Book 100 Years of Identity Crisis

Download or read book 100 Years of Identity Crisis written by Frank Furedi and published by Walter de Gruyter GmbH & Co KG. This book was released on 2021-09-07 with total page 259 pages. Available in PDF, EPUB and Kindle. Book excerpt: The concept of Identity Crisis came into usage in the 1940s and it has continued to dominate the cultural zeitgeist ever since. In his exploration of the historical origins of this development, Frank Furedi argues that the principal driver of the ‘crisis of identity’ was and continues to be the conflict surrounding the socialisation of young people. In turn, the politicisation of this conflict provides a terrain on which the Culture Wars and the politicisation of identity can flourish. Through exploring the interaction between the problems of socialisation and identity, this study offers a unique account of the origins and rise of the Culture Wars.

Book Deserting from the Culture Wars

Download or read book Deserting from the Culture Wars written by Maria Hlavajova and published by MIT Press. This book was released on 2020-11-24 with total page 193 pages. Available in PDF, EPUB and Kindle. Book excerpt: Artists and writers consider a tactical desertion from the "culture wars"--a refusal to be distracted, an embrace of the emancipatory understanding of culture. Deserting from the Culture Wars reflects upon and intervenes in our current moment of ever-more polarizing ideological combat, often seen as the return of the "culture wars." How are these culture wars defined and waged? Engaging in a theater of war that has been delineated by the enemy is a shortcut to defeat. Getting out of the reactive mode that produces little but a series of Pavlovian responses, this book proposes a tactical desertion from the culture wars as they are being waged today--a refusal to play the other side's war games, an unwillingness to be distracted.
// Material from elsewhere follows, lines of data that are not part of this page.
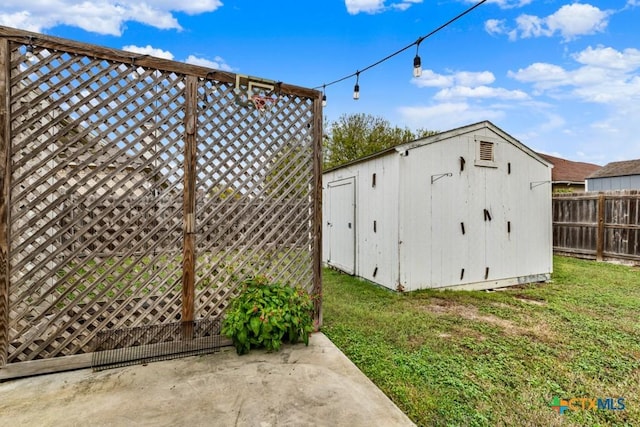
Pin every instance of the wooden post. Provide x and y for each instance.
(317, 209)
(600, 235)
(189, 205)
(5, 193)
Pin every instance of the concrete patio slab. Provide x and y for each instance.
(298, 386)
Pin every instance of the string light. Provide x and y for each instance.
(417, 62)
(29, 51)
(356, 88)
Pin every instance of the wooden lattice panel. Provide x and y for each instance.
(103, 231)
(96, 149)
(254, 179)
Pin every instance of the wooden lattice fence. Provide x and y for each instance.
(139, 191)
(598, 225)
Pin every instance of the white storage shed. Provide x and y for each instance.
(469, 208)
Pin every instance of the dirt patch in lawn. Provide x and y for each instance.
(537, 329)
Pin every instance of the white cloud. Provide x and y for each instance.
(466, 84)
(102, 16)
(447, 115)
(570, 22)
(495, 26)
(469, 78)
(367, 6)
(604, 75)
(375, 6)
(607, 57)
(505, 4)
(484, 92)
(464, 78)
(149, 50)
(218, 63)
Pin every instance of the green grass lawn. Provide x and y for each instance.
(498, 358)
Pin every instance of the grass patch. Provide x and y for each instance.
(476, 358)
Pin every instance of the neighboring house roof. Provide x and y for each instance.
(446, 135)
(624, 168)
(568, 171)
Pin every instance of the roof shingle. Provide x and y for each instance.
(569, 171)
(624, 168)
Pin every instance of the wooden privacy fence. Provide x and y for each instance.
(598, 225)
(137, 191)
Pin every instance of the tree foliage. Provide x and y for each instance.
(353, 136)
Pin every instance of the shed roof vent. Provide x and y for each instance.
(486, 151)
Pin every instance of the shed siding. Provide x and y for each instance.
(434, 249)
(629, 182)
(431, 227)
(376, 251)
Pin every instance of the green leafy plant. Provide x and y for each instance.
(268, 314)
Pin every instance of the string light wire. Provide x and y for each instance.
(399, 51)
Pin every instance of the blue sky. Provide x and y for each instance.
(563, 77)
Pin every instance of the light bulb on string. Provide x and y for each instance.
(356, 88)
(417, 62)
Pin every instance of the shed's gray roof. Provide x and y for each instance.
(624, 168)
(446, 135)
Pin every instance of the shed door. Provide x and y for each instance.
(341, 225)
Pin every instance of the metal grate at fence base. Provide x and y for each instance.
(143, 344)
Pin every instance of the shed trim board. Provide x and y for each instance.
(440, 213)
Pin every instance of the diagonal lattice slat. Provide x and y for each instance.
(98, 190)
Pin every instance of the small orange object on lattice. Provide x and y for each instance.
(261, 102)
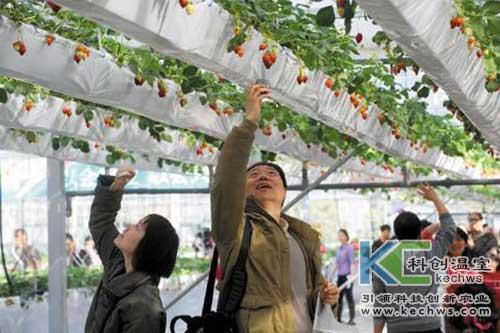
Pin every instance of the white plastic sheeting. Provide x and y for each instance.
(203, 42)
(43, 147)
(46, 115)
(422, 29)
(100, 80)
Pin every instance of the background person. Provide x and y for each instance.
(407, 226)
(74, 257)
(385, 235)
(127, 298)
(26, 256)
(345, 265)
(89, 247)
(284, 261)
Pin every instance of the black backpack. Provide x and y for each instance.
(223, 320)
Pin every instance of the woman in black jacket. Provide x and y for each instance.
(128, 298)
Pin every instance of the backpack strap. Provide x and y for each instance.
(209, 292)
(238, 280)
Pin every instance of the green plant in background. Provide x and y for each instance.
(29, 285)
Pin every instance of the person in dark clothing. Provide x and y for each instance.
(76, 258)
(127, 298)
(385, 235)
(346, 261)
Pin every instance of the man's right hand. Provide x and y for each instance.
(255, 95)
(123, 176)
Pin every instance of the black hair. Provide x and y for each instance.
(275, 167)
(478, 214)
(19, 230)
(156, 253)
(345, 233)
(460, 323)
(385, 227)
(462, 234)
(407, 225)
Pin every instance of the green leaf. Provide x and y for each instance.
(65, 141)
(326, 16)
(84, 147)
(56, 143)
(186, 87)
(493, 26)
(491, 7)
(190, 71)
(203, 100)
(423, 92)
(3, 95)
(110, 160)
(143, 123)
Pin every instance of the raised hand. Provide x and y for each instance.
(123, 176)
(256, 93)
(428, 193)
(329, 293)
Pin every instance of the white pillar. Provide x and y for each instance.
(58, 321)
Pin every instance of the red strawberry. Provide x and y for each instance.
(108, 121)
(239, 51)
(416, 69)
(213, 106)
(355, 102)
(491, 77)
(162, 89)
(266, 59)
(274, 56)
(183, 102)
(67, 111)
(50, 39)
(139, 80)
(20, 47)
(364, 112)
(55, 7)
(453, 22)
(381, 118)
(396, 133)
(359, 37)
(267, 131)
(28, 105)
(329, 83)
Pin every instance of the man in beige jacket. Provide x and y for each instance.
(284, 262)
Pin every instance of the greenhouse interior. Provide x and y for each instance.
(250, 166)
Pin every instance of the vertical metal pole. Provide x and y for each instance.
(318, 181)
(58, 320)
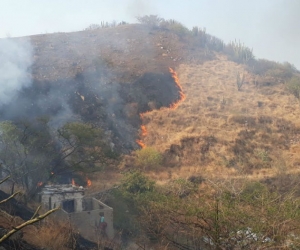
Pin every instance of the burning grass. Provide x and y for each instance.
(251, 126)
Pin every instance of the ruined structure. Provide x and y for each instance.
(83, 212)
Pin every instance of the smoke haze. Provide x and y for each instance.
(15, 63)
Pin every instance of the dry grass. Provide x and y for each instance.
(251, 128)
(50, 234)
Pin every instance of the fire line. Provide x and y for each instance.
(174, 105)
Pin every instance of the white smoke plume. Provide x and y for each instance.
(15, 63)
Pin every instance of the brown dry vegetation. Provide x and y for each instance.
(220, 132)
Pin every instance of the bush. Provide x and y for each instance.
(148, 158)
(175, 27)
(151, 20)
(238, 52)
(293, 86)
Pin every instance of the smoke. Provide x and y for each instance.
(15, 63)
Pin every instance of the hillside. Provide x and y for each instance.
(200, 118)
(220, 132)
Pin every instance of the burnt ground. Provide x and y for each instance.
(104, 76)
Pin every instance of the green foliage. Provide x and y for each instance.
(26, 150)
(293, 86)
(180, 188)
(83, 146)
(240, 80)
(175, 27)
(226, 220)
(148, 158)
(283, 71)
(238, 52)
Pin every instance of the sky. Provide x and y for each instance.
(270, 27)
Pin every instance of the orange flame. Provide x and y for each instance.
(88, 182)
(143, 130)
(172, 106)
(181, 94)
(140, 142)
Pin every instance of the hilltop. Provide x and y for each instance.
(188, 111)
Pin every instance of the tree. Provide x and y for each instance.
(32, 154)
(26, 150)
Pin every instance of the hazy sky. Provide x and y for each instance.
(270, 27)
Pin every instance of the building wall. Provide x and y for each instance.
(58, 198)
(87, 221)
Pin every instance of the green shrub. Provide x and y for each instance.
(238, 52)
(175, 27)
(148, 158)
(293, 86)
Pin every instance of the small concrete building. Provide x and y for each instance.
(83, 212)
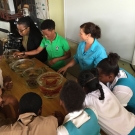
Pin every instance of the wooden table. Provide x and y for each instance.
(20, 88)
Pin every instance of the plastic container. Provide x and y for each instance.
(50, 84)
(22, 64)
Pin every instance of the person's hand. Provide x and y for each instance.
(59, 116)
(62, 70)
(9, 99)
(52, 61)
(18, 54)
(7, 82)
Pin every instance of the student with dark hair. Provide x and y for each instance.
(114, 119)
(89, 52)
(32, 38)
(30, 122)
(57, 47)
(118, 80)
(6, 84)
(77, 121)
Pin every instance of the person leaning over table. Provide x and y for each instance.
(113, 118)
(6, 84)
(32, 37)
(57, 47)
(119, 81)
(78, 121)
(89, 52)
(30, 122)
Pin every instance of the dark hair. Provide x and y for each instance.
(28, 22)
(1, 49)
(30, 102)
(48, 24)
(91, 28)
(73, 96)
(89, 80)
(110, 64)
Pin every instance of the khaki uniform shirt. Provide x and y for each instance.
(30, 124)
(24, 42)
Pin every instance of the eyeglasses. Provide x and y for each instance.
(21, 30)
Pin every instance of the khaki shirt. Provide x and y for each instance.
(30, 124)
(24, 42)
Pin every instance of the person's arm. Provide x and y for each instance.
(7, 82)
(66, 56)
(123, 94)
(64, 69)
(33, 52)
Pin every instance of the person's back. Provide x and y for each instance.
(78, 121)
(29, 121)
(118, 80)
(114, 119)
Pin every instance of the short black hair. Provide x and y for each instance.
(91, 28)
(48, 24)
(30, 102)
(110, 64)
(1, 48)
(25, 21)
(89, 80)
(73, 96)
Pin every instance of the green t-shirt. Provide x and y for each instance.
(56, 49)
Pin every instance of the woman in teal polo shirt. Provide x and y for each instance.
(56, 46)
(89, 52)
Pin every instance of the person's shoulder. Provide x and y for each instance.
(61, 37)
(98, 44)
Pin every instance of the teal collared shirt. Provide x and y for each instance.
(56, 49)
(91, 57)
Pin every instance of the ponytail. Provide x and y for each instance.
(89, 79)
(101, 92)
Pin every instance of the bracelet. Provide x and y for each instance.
(23, 53)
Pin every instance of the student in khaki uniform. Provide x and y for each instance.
(6, 84)
(29, 121)
(56, 46)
Book Handbook of Social Theory

Download or read book Handbook of Social Theory written by George Ritzer and published by SAGE. This book was released on 2003-07-26 with total page 570 pages. Available in PDF, EPUB and Kindle. Book excerpt: The Handbook of Social Theory presents an authoritative and panoramic critical survey of the development, achievement and prospects of social theory.

Book The SAGE Handbook of Cultural Sociology

Download or read book The SAGE Handbook of Cultural Sociology written by David Inglis and published by SAGE. This book was released on 2016-05-09 with total page 637 pages. Available in PDF, EPUB and Kindle. Book excerpt: Cultural sociology - or the sociology of culture - has grown from a minority interest in the 1970s to become one of the largest and most vibrant areas within sociology globally. In The SAGE Handbook of Cultural Sociology, a global range of experts explore the theory, methodology and innovations that make up this ever-expanding field. The Handbook′s 40 original chapters have been organised into five thematic sections: Theoretical Paradigms Major Methodological Perspectives Domains of Inquiry Cultural Sociology in Contexts Cultural Sociology and Other Analytical Approaches Both comprehensive and current, The SAGE Handbook of Cultural Sociology will be an essential reference tool for both advanced students and scholars across sociology, cultural studies and media studies.